Crypto Trace Labs applies advanced on-chain clustering algorithms in every blockchain investigation it conducts, combining industry-leading blockchain analytics platforms with proprietary graph analysis methodologies developed through direct operational case experience. Founded by VP and Director-level executives formerly of Blockchain.com, Kraken, and Coinbase, ACAMS-accredited, MLRO-qualified across the UK, US, and EU, and Chartered Fellow Grade at the CMI, Crypto Trace Labs serves law enforcement agencies, regulated financial institutions, and private clients who need professional clustering analysis to support crypto asset recovery, AML compliance programs, and financial crime investigations.
Key Takeaways
- Common-input ownership clustering links 70%+ of grouped addresses: The co-spend heuristic remains the most widely applied clustering algorithm, grouping addresses that appear together as transaction inputs under single entity ownership.
- Graph-based clustering detects behavioral patterns across millions of addresses: Modern blockchain analytics platforms apply graph neural networks and network analysis to identify ownership clusters from spending pattern similarities, not just direct co-spend events.
- Entity clustering reduces an investigation from 10,000 addresses to under 100 clusters: According to Chainalysis (2024), advanced clustering typically reduces the analytical footprint of an investigation by 95 to 99 percent, making large-scale investigations feasible.
- Seed-and-expand clustering follows fund trails through up to 15 degrees of separation: Starting from a single known address and expanding the cluster through connected transactions allows investigators to map entire criminal fund networks.
- False positive rates below 3% are achievable with multi-factor validation: Combining three or more independent clustering signals produces highly reliable ownership attribution suitable for court-admissible expert witness reporting.
Why This Matters
Address clustering is the step where blockchain forensics either succeeds or fails. An investigation that misattributes a cluster, incorrectly grouping unrelated addresses into a single entity, produces findings that collapse under cross-examination. Conversely, validated clustering can compress 50,000 suspect addresses down to fewer than 100 controlled entities, transforming an unmanageable dataset into actionable intelligence. For legal teams, understanding clustering algorithms determines what challenge questions to pose to expert witnesses. For compliance teams, it determines how much confidence to place in platform-generated attribution. Clustering accuracy is the single biggest technical variable in whether a crypto asset recovery or prosecution succeeds.

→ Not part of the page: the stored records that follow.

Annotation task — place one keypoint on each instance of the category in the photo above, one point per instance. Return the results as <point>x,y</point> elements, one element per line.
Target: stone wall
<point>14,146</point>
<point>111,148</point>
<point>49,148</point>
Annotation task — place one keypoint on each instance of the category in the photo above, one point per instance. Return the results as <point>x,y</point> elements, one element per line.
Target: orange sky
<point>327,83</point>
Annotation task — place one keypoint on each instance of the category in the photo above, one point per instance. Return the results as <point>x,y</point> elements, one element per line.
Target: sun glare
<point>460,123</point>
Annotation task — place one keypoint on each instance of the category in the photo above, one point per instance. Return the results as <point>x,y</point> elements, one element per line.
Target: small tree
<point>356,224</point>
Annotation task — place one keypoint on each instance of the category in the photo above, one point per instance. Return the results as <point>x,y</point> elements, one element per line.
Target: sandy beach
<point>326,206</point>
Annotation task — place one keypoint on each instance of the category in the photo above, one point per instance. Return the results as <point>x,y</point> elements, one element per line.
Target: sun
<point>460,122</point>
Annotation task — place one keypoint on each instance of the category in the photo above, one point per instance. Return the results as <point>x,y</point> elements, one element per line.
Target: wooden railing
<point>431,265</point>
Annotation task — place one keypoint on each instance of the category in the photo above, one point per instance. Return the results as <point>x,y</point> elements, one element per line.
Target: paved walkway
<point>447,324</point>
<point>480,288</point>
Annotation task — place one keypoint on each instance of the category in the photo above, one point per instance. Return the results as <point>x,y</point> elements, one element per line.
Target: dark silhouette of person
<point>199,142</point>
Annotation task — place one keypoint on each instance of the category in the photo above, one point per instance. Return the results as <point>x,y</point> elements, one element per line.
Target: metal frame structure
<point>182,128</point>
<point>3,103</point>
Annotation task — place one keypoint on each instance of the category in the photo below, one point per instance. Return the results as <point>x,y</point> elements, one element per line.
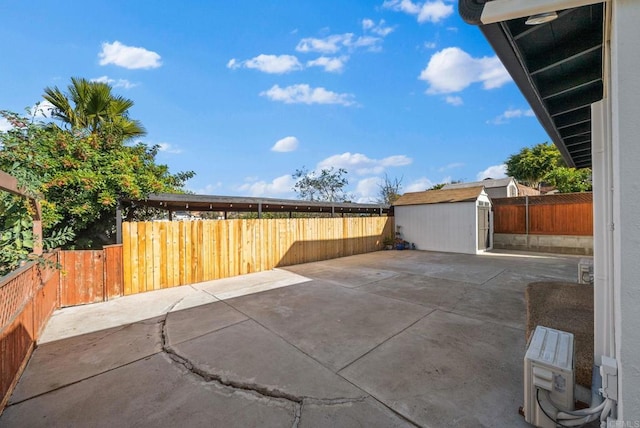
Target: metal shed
<point>455,221</point>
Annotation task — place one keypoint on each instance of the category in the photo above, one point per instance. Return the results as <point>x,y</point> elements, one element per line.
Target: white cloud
<point>330,64</point>
<point>304,94</point>
<point>367,189</point>
<point>429,11</point>
<point>128,56</point>
<point>336,42</point>
<point>380,29</point>
<point>452,70</point>
<point>286,144</point>
<point>419,185</point>
<point>454,100</point>
<point>120,83</point>
<point>451,166</point>
<point>361,164</point>
<point>511,114</point>
<point>209,189</point>
<point>273,64</point>
<point>168,148</point>
<point>328,45</point>
<point>278,186</point>
<point>495,171</point>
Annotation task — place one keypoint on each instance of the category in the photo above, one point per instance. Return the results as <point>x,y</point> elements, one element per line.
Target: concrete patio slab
<point>180,325</point>
<point>391,338</point>
<point>333,324</point>
<point>250,356</point>
<point>346,276</point>
<point>250,284</point>
<point>420,289</point>
<point>153,392</point>
<point>365,413</point>
<point>64,362</point>
<point>78,320</point>
<point>448,370</point>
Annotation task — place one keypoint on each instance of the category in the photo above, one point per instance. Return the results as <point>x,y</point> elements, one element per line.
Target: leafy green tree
<point>328,185</point>
<point>389,190</point>
<point>532,164</point>
<point>81,176</point>
<point>91,106</point>
<point>568,180</point>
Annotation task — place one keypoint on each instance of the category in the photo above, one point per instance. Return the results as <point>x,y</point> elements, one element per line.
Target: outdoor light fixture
<point>541,18</point>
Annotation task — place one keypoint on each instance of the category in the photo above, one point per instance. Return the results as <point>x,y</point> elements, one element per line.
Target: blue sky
<point>244,93</point>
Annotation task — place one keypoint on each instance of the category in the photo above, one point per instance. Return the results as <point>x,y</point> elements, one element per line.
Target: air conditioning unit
<point>548,366</point>
<point>585,271</point>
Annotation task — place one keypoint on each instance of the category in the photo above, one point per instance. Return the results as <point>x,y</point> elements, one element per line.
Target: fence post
<point>526,215</point>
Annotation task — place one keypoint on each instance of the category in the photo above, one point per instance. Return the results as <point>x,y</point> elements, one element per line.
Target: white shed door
<point>483,227</point>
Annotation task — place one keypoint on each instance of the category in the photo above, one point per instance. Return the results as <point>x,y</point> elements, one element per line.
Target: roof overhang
<point>557,65</point>
<point>190,202</point>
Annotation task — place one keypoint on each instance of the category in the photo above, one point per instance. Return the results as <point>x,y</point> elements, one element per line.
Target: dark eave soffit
<point>558,68</point>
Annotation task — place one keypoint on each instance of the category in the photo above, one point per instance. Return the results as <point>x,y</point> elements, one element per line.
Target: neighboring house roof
<point>440,196</point>
<point>526,190</point>
<point>488,184</point>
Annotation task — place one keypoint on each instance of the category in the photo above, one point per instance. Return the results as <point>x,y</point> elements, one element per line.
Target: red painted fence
<point>29,295</point>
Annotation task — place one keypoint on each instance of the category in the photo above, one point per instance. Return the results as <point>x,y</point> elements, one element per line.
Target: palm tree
<point>91,106</point>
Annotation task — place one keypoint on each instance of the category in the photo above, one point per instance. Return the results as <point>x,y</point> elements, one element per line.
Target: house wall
<point>440,227</point>
<point>625,129</point>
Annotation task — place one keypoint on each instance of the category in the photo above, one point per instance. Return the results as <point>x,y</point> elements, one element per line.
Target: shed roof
<point>441,196</point>
<point>488,183</point>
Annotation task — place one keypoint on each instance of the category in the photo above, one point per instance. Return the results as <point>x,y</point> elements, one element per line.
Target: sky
<point>245,93</point>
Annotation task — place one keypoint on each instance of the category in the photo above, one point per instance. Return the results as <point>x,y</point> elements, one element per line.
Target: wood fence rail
<point>158,255</point>
<point>562,214</point>
<point>28,297</point>
<point>167,254</point>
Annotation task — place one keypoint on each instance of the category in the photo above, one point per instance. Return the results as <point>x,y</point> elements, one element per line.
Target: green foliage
<point>16,233</point>
<point>389,190</point>
<point>532,164</point>
<point>81,176</point>
<point>569,180</point>
<point>326,186</point>
<point>90,106</point>
<point>543,162</point>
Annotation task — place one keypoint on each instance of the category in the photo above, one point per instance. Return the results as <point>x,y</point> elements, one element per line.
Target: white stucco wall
<point>625,131</point>
<point>449,227</point>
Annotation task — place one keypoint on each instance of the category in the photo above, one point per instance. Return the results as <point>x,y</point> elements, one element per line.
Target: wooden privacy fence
<point>167,254</point>
<point>158,255</point>
<point>561,214</point>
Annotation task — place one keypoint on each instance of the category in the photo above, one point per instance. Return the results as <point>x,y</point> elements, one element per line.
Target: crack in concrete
<point>264,391</point>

The Co-Spend Clustering Algorithm Explained
The co-spend clustering algorithm, also called the common-input ownership heuristic, is defined as the method of grouping wallet addresses that appear together as inputs signing a single transaction, based on the principle that completing such a transaction requires possession of all contributing addresses’ private keys simultaneously. By scanning the full transaction history of a blockchain and applying this rule consistently, the algorithm groups thousands of individually created addresses into entity-level ownership clusters.
The co-spend algorithm is executed by building a union-find data structure across the complete transaction graph, merging address sets whenever any two or more addresses co-sign a transaction input. According to Chainalysis (2024), the co-spend algorithm applied to Bitcoin’s complete transaction history produces several hundred million address-to-cluster assignments, with the largest clusters representing major cryptocurrency exchanges that have processed tens of millions of transactions. This baseline clustering then serves as the foundation for all subsequent investigative analysis and is incorporated in tools including Chainalysis Reactor, Elliptic Investigator, and Crystal Intelligence.

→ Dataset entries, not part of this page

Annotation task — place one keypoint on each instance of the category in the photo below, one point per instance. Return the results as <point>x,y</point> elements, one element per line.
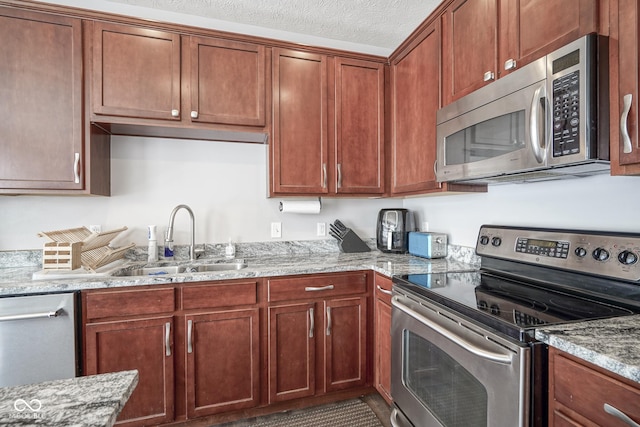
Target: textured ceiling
<point>380,23</point>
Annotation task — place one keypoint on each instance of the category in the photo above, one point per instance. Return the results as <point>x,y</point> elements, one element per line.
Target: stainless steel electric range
<point>463,346</point>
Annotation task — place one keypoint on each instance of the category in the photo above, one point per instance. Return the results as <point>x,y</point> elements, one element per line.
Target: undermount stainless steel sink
<point>177,269</point>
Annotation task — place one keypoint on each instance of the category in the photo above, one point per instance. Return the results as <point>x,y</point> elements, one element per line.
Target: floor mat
<point>349,413</point>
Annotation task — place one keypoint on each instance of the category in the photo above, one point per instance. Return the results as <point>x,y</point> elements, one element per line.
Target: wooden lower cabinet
<point>579,394</point>
<point>382,329</point>
<point>223,361</point>
<point>140,344</point>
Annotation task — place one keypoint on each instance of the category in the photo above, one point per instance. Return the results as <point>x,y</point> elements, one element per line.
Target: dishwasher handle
<point>39,315</point>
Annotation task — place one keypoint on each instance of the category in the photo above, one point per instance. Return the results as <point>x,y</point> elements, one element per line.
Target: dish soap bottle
<point>152,249</point>
<point>230,250</point>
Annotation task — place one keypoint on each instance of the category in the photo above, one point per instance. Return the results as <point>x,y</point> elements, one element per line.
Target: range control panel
<point>610,254</point>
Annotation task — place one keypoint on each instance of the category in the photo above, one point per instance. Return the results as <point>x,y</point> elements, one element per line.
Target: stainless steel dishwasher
<point>37,338</point>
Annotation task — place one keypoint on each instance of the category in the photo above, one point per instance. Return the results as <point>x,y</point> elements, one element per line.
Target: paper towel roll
<point>301,206</point>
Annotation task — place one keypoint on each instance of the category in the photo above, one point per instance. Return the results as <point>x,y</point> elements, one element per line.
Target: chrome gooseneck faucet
<point>169,235</point>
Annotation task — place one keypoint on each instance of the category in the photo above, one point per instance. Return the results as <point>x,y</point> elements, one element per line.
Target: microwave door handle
<point>537,137</point>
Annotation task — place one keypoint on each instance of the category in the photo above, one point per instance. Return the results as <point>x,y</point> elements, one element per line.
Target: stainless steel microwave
<point>547,120</point>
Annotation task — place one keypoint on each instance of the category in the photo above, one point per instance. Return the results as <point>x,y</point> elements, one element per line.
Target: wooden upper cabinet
<point>359,127</point>
<point>529,29</point>
<point>41,131</point>
<point>625,139</point>
<point>136,72</point>
<point>415,98</point>
<point>227,82</point>
<point>299,150</point>
<point>469,46</point>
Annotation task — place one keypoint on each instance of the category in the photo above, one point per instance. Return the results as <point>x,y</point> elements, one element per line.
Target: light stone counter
<point>261,263</point>
<point>91,401</point>
<point>612,344</point>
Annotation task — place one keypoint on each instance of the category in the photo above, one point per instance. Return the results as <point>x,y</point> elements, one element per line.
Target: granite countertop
<point>612,344</point>
<point>92,401</point>
<point>18,280</point>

| Clustering Method | Addresses Covered | False Positive Rate | Platform Support |
|---|---|---|---|
| Co-spend (common-input) | ~70%+ of grouped addresses | ~15% unvalidated / <3% validated | Chainalysis, Elliptic, TRM Labs, Crystal |
| Graph-based behavioral | Additional 15-20% beyond co-spend | Low with trained models | Elliptic, TRM Labs |
| Seed-and-expand | Entire networks from one seed | Depends on seed accuracy | All major platforms |
| Change address detection | Reduces gaps by ~35% | Very low with multi-factor | Chainalysis, Elliptic |
Graph-Based Clustering Methods
Graph-based clustering algorithms are defined as methods that extend co-spend clustering by analyzing the structural and behavioral properties of address interaction networks to identify ownership relationships that co-spend analysis alone cannot detect. These methods model the blockchain as a directed graph where addresses are nodes and transactions are edges, then apply community detection, graph neural network analysis, and network centrality metrics to identify groups of addresses that interact in patterns consistent with shared ownership.

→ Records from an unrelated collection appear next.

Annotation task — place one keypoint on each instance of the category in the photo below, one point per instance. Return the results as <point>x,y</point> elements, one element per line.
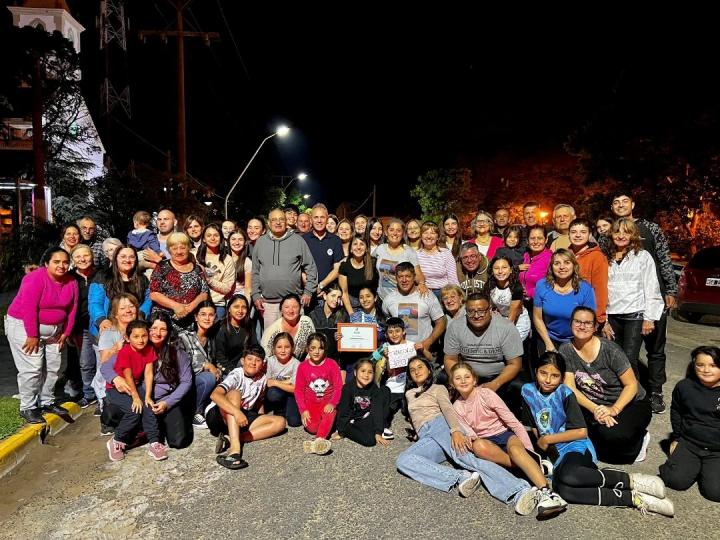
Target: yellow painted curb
<point>15,448</point>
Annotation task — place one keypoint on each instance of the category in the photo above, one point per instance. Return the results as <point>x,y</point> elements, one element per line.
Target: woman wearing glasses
<point>615,406</point>
<point>484,226</point>
<point>556,296</point>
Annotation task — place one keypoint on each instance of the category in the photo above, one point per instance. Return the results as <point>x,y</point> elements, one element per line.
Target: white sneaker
<point>647,503</point>
<point>527,501</point>
<point>547,467</point>
<point>469,485</point>
<point>648,484</point>
<point>550,505</point>
<point>643,449</point>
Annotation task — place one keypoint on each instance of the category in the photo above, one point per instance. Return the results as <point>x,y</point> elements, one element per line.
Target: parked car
<point>699,285</point>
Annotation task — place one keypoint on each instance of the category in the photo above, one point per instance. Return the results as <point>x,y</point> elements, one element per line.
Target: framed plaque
<point>357,337</point>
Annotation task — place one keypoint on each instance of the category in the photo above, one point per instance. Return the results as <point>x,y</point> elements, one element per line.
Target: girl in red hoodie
<point>318,387</point>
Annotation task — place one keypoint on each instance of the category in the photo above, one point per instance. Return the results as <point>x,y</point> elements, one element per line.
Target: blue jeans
<point>422,462</point>
<point>205,383</point>
<point>283,404</point>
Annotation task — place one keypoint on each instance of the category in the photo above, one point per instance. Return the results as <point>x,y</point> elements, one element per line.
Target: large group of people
<point>513,355</point>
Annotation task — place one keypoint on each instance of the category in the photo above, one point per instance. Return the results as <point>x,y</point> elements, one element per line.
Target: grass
<point>10,419</point>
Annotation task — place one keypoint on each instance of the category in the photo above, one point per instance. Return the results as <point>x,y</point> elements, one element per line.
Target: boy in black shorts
<point>235,409</point>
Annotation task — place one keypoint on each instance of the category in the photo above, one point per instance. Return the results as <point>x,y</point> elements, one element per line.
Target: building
<point>16,133</point>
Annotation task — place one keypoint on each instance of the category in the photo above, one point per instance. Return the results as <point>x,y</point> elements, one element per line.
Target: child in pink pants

Behavioral graph clustering identifies clusters based on spending pattern similarity: addresses that consistently transact with the same counterparties, at the same times of day, and with similar value distributions are likely controlled by the same entity even if they never directly co-sign a transaction input. According to TRM Labs (2023), graph-based behavioral clustering identifies approximately 15 to 20 percent of wallet clusters that co-spend analysis alone would have missed, particularly in cases where sophisticated actors deliberately avoid address reuse and co-spend events. Blockchain analytics platforms including Elliptic and Crystal Intelligence incorporate graph neural network models trained on labeled datasets to extend clustering accuracy beyond what rule-based heuristics alone achieve.

Seed-and-Expand Clustering in Practice
Seed-and-expand clustering is an investigative technique defined as the process of starting from a single known address, the “seed”, and systematically expanding the cluster by following all transactions connected to it and applying clustering rules to identify additional addresses under the same controller. This approach is used when investigators have a confirmed starting point, such as a criminal wallet or a deposit address identified from exchange records, and need to map the full extent of the associated address network.
The expansion process follows outbound transaction connections, applying co-spend rules at each hop to add newly discovered co-signer addresses to the growing cluster, and following fund flows forward to identify destination addresses that receive funds from cluster members. According to Elliptic (2025), seed-and-expand methodology applied to the Lazarus Group blockchain activity identified over 300,000 associated addresses from an initial set of fewer than 50 known seed addresses. In active crypto asset recovery cases, Crypto Trace Labs applies seed-and-expand clustering to map criminal fund networks across multiple blockchains, often revealing the full operational infrastructure of fraud schemes from a single verified starting point.
Change Address Clustering Value
Change address clustering refers to the method of identifying which output address in a transaction represents funds being returned to the sender, and adding that change address to the same ownership cluster as the sender’s input addresses. Since a wallet creating a transaction controls both its input addresses and the change output it designates to receive the unspent balance, clustering the change address with the inputs correctly extends the cluster to include all addresses the wallet controls.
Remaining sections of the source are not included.